As soon as her boys started to walk, Mélanie gave them little things to do, such as putting away their toy cars in the toy chest or placing their stuffed animals on the shelf. Now2 years old, Étienne puts his dirty laundry in the hamper and separates the black from the white socks when mom folds the clothes. Rafaël, 4-year-old, feeds the dog, folds the washcloths and washes himself nearly all by himself (under a parent’s supervision). And both help put away the groceries and set the table. “It’s a game for them and they love it,” says Mélanie. “It also gives them a sense of responsibility and helps them appreciate the importance of having everyone participate in family chores.” Pierre, 4-year-old Loïk’s father, gives his son missions: “Your mission today is to put away the toys lying on the floor in your room.” The little guy also loves to help empty the dishwasher.
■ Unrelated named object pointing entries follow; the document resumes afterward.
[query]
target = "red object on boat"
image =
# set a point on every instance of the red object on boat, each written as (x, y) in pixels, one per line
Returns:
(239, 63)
Ideally, it’s best to try to avoid perpetuating stereotypes when you assign small responsibilities to your child. For example, your son is perfectly capable of sweeping the floor in the kitchen, and your daughter, shoveling snow off the balcony. Here are some ideas for responsibilities you can set your child—the objective being to have him participate, even if the task is not carried out to perfection.

18 months to 3 years

  • Take his toys out of the bathtub.
  • Wash and dry his hands (under supervision).
  • Wipe up a small spill (some water or milk) from the table or floor.

3 to 4 years

  • Hang up his coat on a hook within his reach.
  • Put his clothes away in drawers.
  • Clean up his place at the table.

4 to 5 years

  • Pour himself a glass of milk.
  • Help clear the table.
  • Dust a piece of furniture (clear of all trinkets).
My child is regressing
He used to be potty-trained, but now he’s back in diapers. He spoke well, but now he’s starting to babble again. Why? Regressions are often caused by changes that your child needs time to adapt to, such as the birth of a baby, a separation, a move or an illness. It could also be that your child is reacting to expectations that are too high, such as you insisting that he be potty-trained before he’s ready. When he regresses, your child is unconsciously expressing his need for attention and his need for you to reassure him of your love.
It’s best not to reprimand any baby-like behaviour, but rather to focus on his grown-up behaviour. You can also talk to him about the advantages of being a big kid (going to bed later, playing such-and-such game, eating certain foods, etc.). Giving him some one-on-one time is also a good idea (e.g.: playing with him for 15 minutes or reading him a story). Finally, reassure him by telling him that you’ll always love him. Everything should fall back into place within a few weeks.
Remember

  • Becoming self-sufficient boosts your child’s creativity, initiative, confidence, esteem, and ability to affirm herself.
  • In order to help your child become independent, show and explain to him how to do something instead of doing it for him.
  • Observe your child to know which activity to suggest based on his age and abilities.